Reduced graphene oxide (rGO) exhibits mechanical, optoelectronic, and conductive properties comparable to pristine graphene, which has led to its widespread use as a method for producing graphene-like materials in bulk. This paper reviews the characteristics of graphene oxide and the evolution of traditional reduction methods, including chemical and thermal techniques. A comparative analysis reveals that these traditional methods encounter challenges, such as toxicity and high energy consumption, while plasma reduction offers advantages like enhanced controllability, the elimination of additional reducing agents, and reduced costs.
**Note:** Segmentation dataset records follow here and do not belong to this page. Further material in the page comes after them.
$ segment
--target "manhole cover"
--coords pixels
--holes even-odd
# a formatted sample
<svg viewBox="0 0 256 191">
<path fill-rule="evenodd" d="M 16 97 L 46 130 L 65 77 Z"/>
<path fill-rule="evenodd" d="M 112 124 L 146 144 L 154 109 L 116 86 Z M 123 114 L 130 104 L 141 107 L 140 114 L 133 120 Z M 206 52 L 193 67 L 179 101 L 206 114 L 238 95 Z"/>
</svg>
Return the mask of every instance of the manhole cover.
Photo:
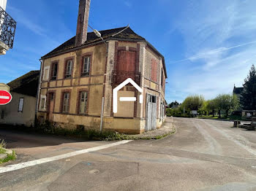
<svg viewBox="0 0 256 191">
<path fill-rule="evenodd" d="M 99 173 L 99 171 L 97 169 L 94 169 L 89 171 L 90 174 L 98 174 Z"/>
</svg>

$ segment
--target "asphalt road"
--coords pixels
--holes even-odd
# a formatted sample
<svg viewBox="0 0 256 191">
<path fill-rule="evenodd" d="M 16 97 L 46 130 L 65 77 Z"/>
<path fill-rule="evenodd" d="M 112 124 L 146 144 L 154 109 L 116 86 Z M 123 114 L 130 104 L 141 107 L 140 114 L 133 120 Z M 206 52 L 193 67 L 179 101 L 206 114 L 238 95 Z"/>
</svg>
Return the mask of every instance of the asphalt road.
<svg viewBox="0 0 256 191">
<path fill-rule="evenodd" d="M 231 128 L 230 122 L 174 121 L 176 133 L 162 140 L 132 141 L 0 174 L 0 190 L 256 190 L 256 131 Z M 14 163 L 113 144 L 0 135 L 18 154 Z"/>
</svg>

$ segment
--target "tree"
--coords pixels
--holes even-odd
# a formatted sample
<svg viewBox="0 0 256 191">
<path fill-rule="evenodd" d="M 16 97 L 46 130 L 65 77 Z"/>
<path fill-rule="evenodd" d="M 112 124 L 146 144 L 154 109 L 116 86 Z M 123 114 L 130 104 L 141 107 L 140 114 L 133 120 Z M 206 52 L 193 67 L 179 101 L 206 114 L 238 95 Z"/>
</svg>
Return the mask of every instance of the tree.
<svg viewBox="0 0 256 191">
<path fill-rule="evenodd" d="M 244 90 L 241 93 L 241 105 L 244 109 L 256 109 L 256 69 L 252 65 L 247 78 L 244 79 Z"/>
<path fill-rule="evenodd" d="M 188 96 L 181 104 L 182 108 L 188 111 L 196 110 L 197 111 L 203 105 L 204 98 L 203 96 Z"/>
<path fill-rule="evenodd" d="M 230 110 L 236 110 L 238 107 L 238 100 L 236 95 L 221 94 L 216 98 L 216 106 L 219 109 L 219 117 L 220 117 L 220 111 L 225 110 L 226 116 Z"/>
<path fill-rule="evenodd" d="M 203 105 L 199 109 L 199 112 L 200 113 L 200 114 L 204 114 L 205 115 L 207 114 L 207 112 L 208 112 L 208 101 L 204 101 L 203 102 Z"/>
<path fill-rule="evenodd" d="M 207 110 L 212 112 L 212 117 L 214 117 L 215 109 L 217 109 L 216 99 L 208 101 Z"/>
</svg>

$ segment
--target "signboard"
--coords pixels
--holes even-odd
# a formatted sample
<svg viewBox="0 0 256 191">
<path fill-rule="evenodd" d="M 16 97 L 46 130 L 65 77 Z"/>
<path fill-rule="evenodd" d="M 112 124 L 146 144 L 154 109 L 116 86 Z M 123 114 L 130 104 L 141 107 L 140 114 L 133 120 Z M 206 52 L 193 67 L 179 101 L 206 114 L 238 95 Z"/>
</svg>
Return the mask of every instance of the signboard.
<svg viewBox="0 0 256 191">
<path fill-rule="evenodd" d="M 197 114 L 197 110 L 192 110 L 192 114 Z"/>
<path fill-rule="evenodd" d="M 12 95 L 5 90 L 0 90 L 0 106 L 8 104 L 12 101 Z"/>
<path fill-rule="evenodd" d="M 6 90 L 7 92 L 10 92 L 10 87 L 6 84 L 0 83 L 0 90 Z"/>
</svg>

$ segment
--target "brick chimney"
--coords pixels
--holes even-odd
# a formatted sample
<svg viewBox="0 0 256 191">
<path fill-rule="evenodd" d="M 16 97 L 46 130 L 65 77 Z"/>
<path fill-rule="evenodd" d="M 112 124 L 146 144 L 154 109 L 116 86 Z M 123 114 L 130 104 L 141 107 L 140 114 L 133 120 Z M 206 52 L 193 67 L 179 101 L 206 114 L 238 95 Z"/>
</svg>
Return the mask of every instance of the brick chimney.
<svg viewBox="0 0 256 191">
<path fill-rule="evenodd" d="M 91 0 L 79 0 L 75 46 L 80 46 L 87 40 L 88 21 L 89 19 Z"/>
</svg>

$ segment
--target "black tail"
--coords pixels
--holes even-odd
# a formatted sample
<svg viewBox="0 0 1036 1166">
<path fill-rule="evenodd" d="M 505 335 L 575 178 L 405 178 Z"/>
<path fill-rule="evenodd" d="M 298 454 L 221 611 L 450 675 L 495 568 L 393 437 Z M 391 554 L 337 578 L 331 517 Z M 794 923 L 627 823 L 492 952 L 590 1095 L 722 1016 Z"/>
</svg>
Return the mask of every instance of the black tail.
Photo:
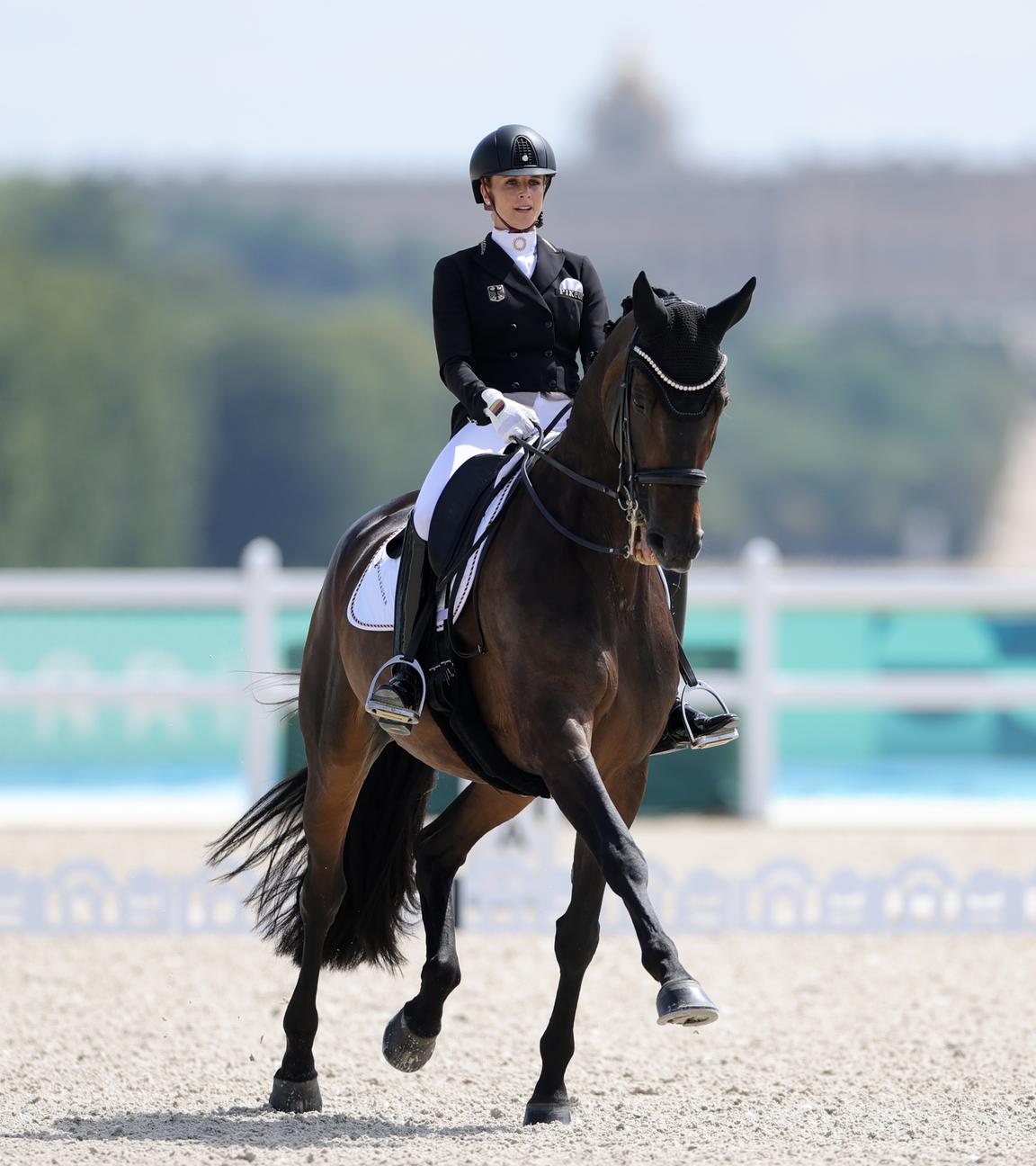
<svg viewBox="0 0 1036 1166">
<path fill-rule="evenodd" d="M 274 786 L 209 850 L 214 866 L 241 847 L 254 848 L 220 878 L 266 865 L 246 902 L 255 907 L 263 939 L 276 940 L 277 953 L 296 963 L 302 961 L 298 892 L 306 863 L 302 828 L 306 777 L 302 768 Z M 394 968 L 403 962 L 400 937 L 417 909 L 414 842 L 434 782 L 431 767 L 395 744 L 386 745 L 371 767 L 345 837 L 345 898 L 324 943 L 325 967 Z"/>
</svg>

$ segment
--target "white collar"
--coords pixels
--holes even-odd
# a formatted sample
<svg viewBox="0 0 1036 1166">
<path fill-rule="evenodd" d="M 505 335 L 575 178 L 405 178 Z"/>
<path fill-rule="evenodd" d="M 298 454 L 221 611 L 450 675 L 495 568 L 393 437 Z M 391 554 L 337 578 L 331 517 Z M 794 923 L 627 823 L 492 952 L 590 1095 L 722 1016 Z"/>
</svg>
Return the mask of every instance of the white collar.
<svg viewBox="0 0 1036 1166">
<path fill-rule="evenodd" d="M 531 231 L 522 231 L 519 233 L 500 231 L 494 226 L 492 234 L 493 243 L 502 247 L 512 259 L 517 259 L 520 255 L 536 254 L 536 240 L 540 236 L 536 233 L 535 227 Z"/>
</svg>

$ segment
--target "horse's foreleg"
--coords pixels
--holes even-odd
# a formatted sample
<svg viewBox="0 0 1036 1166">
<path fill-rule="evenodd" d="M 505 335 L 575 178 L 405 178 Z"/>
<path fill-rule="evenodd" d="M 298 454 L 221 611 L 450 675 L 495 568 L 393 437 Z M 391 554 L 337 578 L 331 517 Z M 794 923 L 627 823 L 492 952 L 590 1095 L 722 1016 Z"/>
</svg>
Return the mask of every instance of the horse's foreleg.
<svg viewBox="0 0 1036 1166">
<path fill-rule="evenodd" d="M 554 1011 L 540 1040 L 542 1070 L 529 1104 L 524 1125 L 541 1122 L 569 1122 L 569 1093 L 565 1070 L 576 1051 L 572 1033 L 583 977 L 600 939 L 600 905 L 605 893 L 601 869 L 582 838 L 576 840 L 572 863 L 572 900 L 557 921 L 554 953 L 561 978 Z"/>
<path fill-rule="evenodd" d="M 648 864 L 633 841 L 594 764 L 582 726 L 568 722 L 557 749 L 544 757 L 541 772 L 565 817 L 600 865 L 607 885 L 629 913 L 640 941 L 641 962 L 661 984 L 657 998 L 662 1024 L 707 1024 L 716 1005 L 679 962 L 676 944 L 665 934 L 648 897 Z M 619 787 L 616 786 L 616 795 Z"/>
<path fill-rule="evenodd" d="M 345 897 L 343 848 L 348 821 L 369 763 L 358 770 L 310 767 L 303 821 L 309 861 L 298 894 L 302 957 L 295 991 L 284 1010 L 287 1045 L 274 1076 L 270 1105 L 303 1114 L 322 1108 L 313 1062 L 317 1035 L 317 982 L 324 942 Z"/>
<path fill-rule="evenodd" d="M 460 983 L 452 893 L 457 871 L 479 838 L 530 801 L 473 784 L 418 835 L 416 876 L 425 939 L 421 990 L 388 1023 L 382 1041 L 388 1062 L 404 1073 L 428 1063 L 442 1028 L 443 1005 Z"/>
</svg>

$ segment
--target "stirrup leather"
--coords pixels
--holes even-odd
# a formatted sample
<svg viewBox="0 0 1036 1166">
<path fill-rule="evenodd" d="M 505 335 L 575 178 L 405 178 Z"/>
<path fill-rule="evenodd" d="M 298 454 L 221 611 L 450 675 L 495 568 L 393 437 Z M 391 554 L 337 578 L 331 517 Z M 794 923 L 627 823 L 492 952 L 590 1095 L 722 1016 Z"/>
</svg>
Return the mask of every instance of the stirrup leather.
<svg viewBox="0 0 1036 1166">
<path fill-rule="evenodd" d="M 714 749 L 717 745 L 730 745 L 732 742 L 735 742 L 740 736 L 738 732 L 738 723 L 740 718 L 737 714 L 731 712 L 724 698 L 711 684 L 706 684 L 704 681 L 698 680 L 697 676 L 695 677 L 695 681 L 696 683 L 693 684 L 685 684 L 679 694 L 679 711 L 683 715 L 684 724 L 688 729 L 691 749 Z M 726 725 L 717 729 L 714 732 L 702 733 L 702 736 L 696 737 L 695 730 L 691 725 L 691 718 L 688 716 L 688 697 L 698 688 L 709 693 L 709 695 L 723 710 L 724 716 L 731 717 L 732 719 Z"/>
<path fill-rule="evenodd" d="M 380 687 L 378 681 L 385 674 L 387 668 L 394 668 L 396 665 L 406 665 L 408 668 L 413 668 L 414 672 L 417 673 L 417 679 L 421 681 L 421 700 L 417 702 L 416 709 L 401 709 L 395 704 L 382 704 L 374 697 L 375 690 Z M 427 696 L 428 683 L 425 682 L 424 669 L 421 665 L 416 660 L 408 660 L 404 655 L 395 655 L 392 660 L 386 660 L 386 662 L 374 674 L 374 679 L 371 681 L 371 687 L 367 689 L 367 701 L 364 704 L 364 709 L 379 722 L 388 721 L 396 725 L 414 725 L 421 719 Z"/>
</svg>

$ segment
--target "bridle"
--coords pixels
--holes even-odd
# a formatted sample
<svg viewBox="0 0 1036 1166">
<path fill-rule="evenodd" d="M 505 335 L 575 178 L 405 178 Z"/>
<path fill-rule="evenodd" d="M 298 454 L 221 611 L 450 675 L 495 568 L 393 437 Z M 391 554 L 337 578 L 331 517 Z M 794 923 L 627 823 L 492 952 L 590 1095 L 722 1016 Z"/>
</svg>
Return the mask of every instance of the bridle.
<svg viewBox="0 0 1036 1166">
<path fill-rule="evenodd" d="M 678 296 L 667 296 L 663 303 L 667 305 L 670 303 L 684 303 Z M 626 349 L 626 364 L 622 370 L 622 380 L 619 385 L 619 393 L 616 394 L 619 400 L 615 402 L 615 408 L 612 417 L 609 419 L 609 431 L 612 434 L 612 441 L 619 451 L 619 485 L 616 489 L 605 485 L 601 482 L 594 482 L 593 478 L 586 478 L 582 473 L 577 473 L 575 470 L 570 470 L 569 466 L 562 464 L 557 458 L 551 457 L 550 454 L 543 448 L 543 441 L 550 429 L 557 424 L 557 422 L 565 415 L 565 413 L 572 408 L 571 403 L 565 406 L 565 408 L 555 417 L 550 426 L 545 430 L 540 430 L 536 440 L 534 442 L 517 440 L 516 444 L 521 445 L 526 451 L 526 457 L 522 458 L 521 475 L 522 480 L 526 484 L 526 490 L 529 497 L 536 505 L 540 513 L 547 519 L 548 522 L 566 539 L 577 543 L 580 547 L 585 547 L 587 550 L 597 550 L 604 555 L 615 555 L 620 559 L 632 559 L 634 555 L 634 541 L 636 538 L 637 526 L 644 525 L 647 519 L 644 518 L 643 511 L 640 505 L 640 491 L 643 486 L 693 486 L 700 487 L 705 485 L 707 480 L 704 470 L 686 469 L 684 466 L 662 466 L 656 470 L 639 470 L 636 468 L 636 455 L 633 449 L 633 437 L 629 427 L 629 399 L 633 394 L 633 370 L 637 367 L 643 372 L 649 380 L 651 380 L 656 386 L 662 384 L 668 385 L 670 388 L 679 389 L 681 392 L 698 392 L 700 389 L 713 389 L 723 375 L 726 368 L 727 358 L 725 353 L 720 353 L 719 367 L 716 372 L 700 385 L 681 385 L 667 377 L 664 372 L 655 364 L 655 361 L 648 356 L 643 349 L 640 347 L 637 340 L 640 339 L 640 328 L 636 328 L 633 332 L 633 337 L 629 340 L 629 345 Z M 710 398 L 712 393 L 710 392 Z M 580 485 L 586 486 L 590 490 L 595 490 L 598 493 L 606 494 L 608 498 L 613 498 L 619 506 L 619 510 L 626 515 L 626 521 L 628 526 L 628 536 L 625 546 L 612 547 L 607 543 L 591 542 L 589 539 L 584 539 L 582 535 L 576 534 L 575 531 L 570 531 L 564 524 L 558 521 L 550 513 L 540 494 L 536 493 L 536 487 L 533 485 L 533 479 L 529 477 L 529 469 L 535 465 L 537 461 L 547 462 L 548 465 L 554 466 L 554 469 L 566 475 L 573 482 L 578 482 Z"/>
</svg>

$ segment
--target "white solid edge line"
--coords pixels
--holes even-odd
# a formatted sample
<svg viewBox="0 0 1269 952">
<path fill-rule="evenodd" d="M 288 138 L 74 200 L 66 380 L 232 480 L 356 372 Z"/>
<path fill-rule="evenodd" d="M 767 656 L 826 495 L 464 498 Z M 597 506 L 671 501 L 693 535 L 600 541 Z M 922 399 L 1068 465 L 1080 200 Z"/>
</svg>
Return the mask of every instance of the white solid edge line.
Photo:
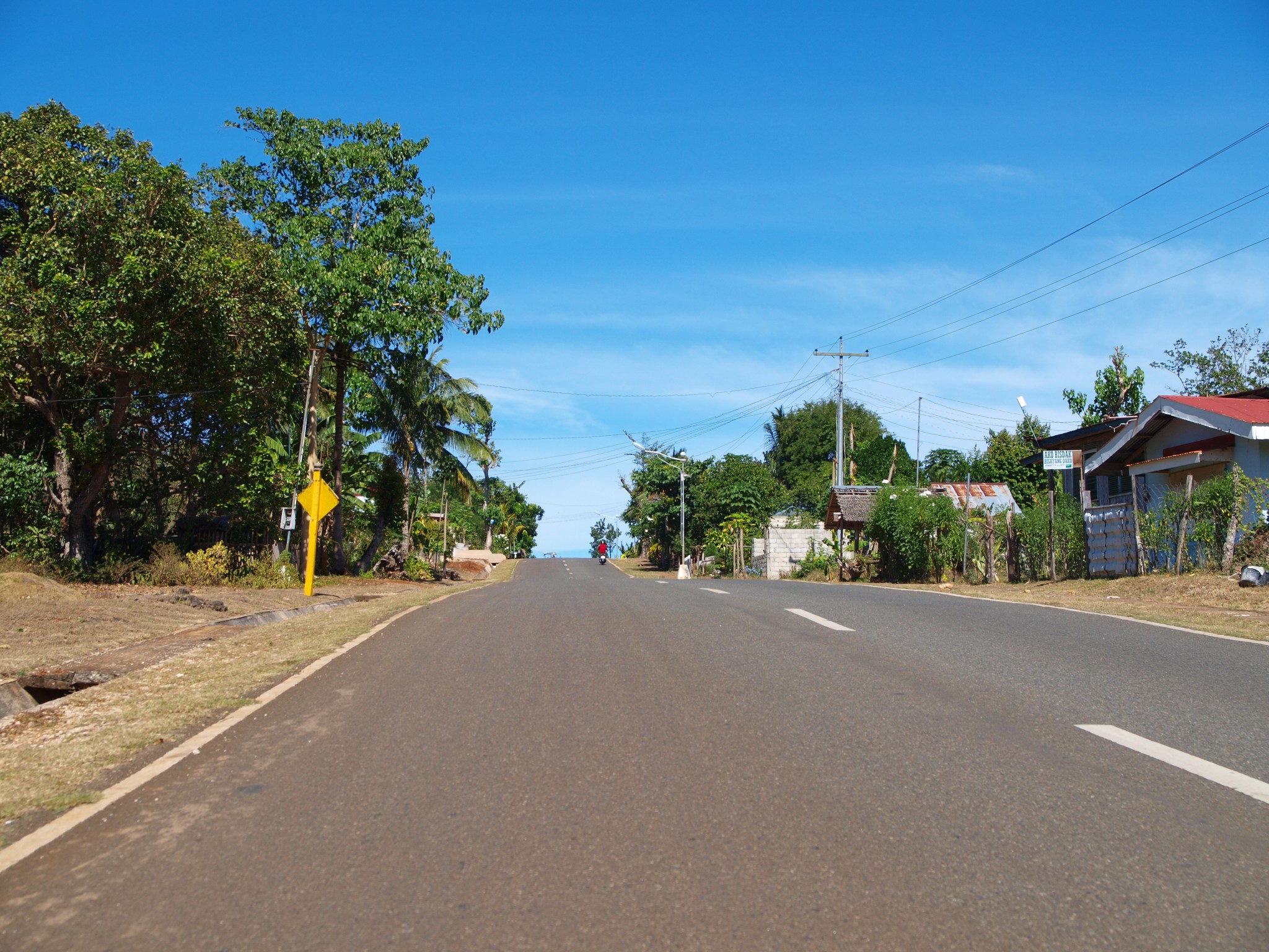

However, plasma reduction is complex and significantly influenced by process parameters. This review highlights the latest advancements in plasma technology for reducing graphene oxide, examining its effectiveness across various gas environments. Inert gas plasmas, such as argon (Ar) and helium (He), demonstrate superior reduction efficiency, while mixed gases facilitate simultaneous impurity reduction. Additionally, carbon-based gases can aid in restoring defects in graphene oxide. This paper concludes by discussing the future prospects of plasma-reduced graphene and emphasizes the importance of understanding plasma parameters to manage energy and chemical footprints for effective reduction.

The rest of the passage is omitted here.